From Swabs to Sequences: Following DNA’s Hidden Story
This project was one of those experiments that made me feel like a real scientist — the kind who turns invisible molecules into data you can actually see. The goal was to analyze DNA variants using PCR, gel electrophoresis, and sequencing, and while it sounds intense, it was honestly so much fun from start to finish. What still amazes me is this: every cell in your body has about 2 meters of DNA, all packed into something you can’t see without a microscope! In this lab, I got to amplify and read tiny pieces of that DNA using real research tools.

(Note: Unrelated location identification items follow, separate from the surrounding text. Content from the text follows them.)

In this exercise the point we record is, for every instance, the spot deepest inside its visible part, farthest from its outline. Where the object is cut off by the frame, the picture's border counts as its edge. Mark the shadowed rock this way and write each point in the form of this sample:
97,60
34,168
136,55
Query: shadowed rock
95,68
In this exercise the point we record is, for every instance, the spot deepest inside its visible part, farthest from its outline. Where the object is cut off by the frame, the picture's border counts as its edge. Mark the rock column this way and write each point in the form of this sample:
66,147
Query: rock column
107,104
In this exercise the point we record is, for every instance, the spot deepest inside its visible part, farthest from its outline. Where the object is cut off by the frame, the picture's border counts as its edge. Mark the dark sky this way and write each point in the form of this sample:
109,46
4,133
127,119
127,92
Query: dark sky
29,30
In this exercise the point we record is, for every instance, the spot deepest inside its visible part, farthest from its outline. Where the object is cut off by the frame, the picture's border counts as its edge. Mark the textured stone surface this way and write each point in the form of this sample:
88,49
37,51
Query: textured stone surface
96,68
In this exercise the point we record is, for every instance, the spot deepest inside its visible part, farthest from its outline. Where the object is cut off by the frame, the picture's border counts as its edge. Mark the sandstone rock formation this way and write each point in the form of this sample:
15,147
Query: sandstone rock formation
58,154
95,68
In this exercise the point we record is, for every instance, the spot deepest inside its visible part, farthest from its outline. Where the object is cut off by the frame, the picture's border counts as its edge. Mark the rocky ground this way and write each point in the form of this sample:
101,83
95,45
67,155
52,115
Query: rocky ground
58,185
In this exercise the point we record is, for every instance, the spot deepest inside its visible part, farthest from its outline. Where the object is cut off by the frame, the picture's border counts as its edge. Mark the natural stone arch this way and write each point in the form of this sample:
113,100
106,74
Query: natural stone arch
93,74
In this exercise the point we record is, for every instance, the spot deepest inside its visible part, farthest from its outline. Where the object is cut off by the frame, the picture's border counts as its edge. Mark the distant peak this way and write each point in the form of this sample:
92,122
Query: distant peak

Turning Invisible DNA Into Something You Can See:
After preparing the samples, the real excitement started with DNA extraction. Using enzymes and heat, the cells were broken open so the DNA could be released. Fun fact: DNA is surprisingly tough — it can survive boiling temperatures long enough to be copied later during PCR! Once the DNA was ready, I moved on to PCR (Polymerase Chain Reaction), which is basically a molecular copy machine. PCR can take one tiny piece of DNA and make millions of copies in just a couple of hours. That’s wild when you think about it.The thermal cycler heated and cooled the samples over and over again, allowing the DNA to:
Unzip
Bind to primers
Build new strands
Each cycle doubled the amount of DNA — exponential growth at the molecular level.
Gel Time; DNA on Display:
After PCR, it was time for one of my favorite parts: gel electrophoresis. DNA has a negative charge, so when you place it in an electric field, it moves through a gel — smaller fragments move faster than larger ones. Fun fact: scientists figured this out because DNA’s phosphate backbone is naturally negatively charged — nature basically built it to run gels. Watching the bands appear under the gel illuminator felt like magic. Those glowing lines were proof that the DNA amplification worked. It’s one thing to learn about this in a book — it’s another thing to actually see it happen.
From Bands to Bases:
To go even deeper, the samples were sent out for Sanger sequencing, a method that reads DNA letter by letter. Once the results came back, I analyzed them using DNA Subway, comparing sequences and looking for differences between variants. Fun fact: Sanger sequencing was invented in the 1970s — and it’s still used today because it’s incredibly accurate.Seeing real DNA sequences on my screen made everything feel connected — from the tiny cells at the start to the final data at the end.
Why I Loved This Lab:
This experiment showed me how many steps it takes to turn something invisible into something understandable. It wasn’t just about following instructions — it was about problem-solving, observing patterns, and trusting the science.Most of all, I loved how hands-on everything was. From pipetting to running gels to analyzing data, every step felt like I was uncovering a secret hidden inside cells. Science like this reminds me that big discoveries start small — sometimes as small as a single strand of DNA.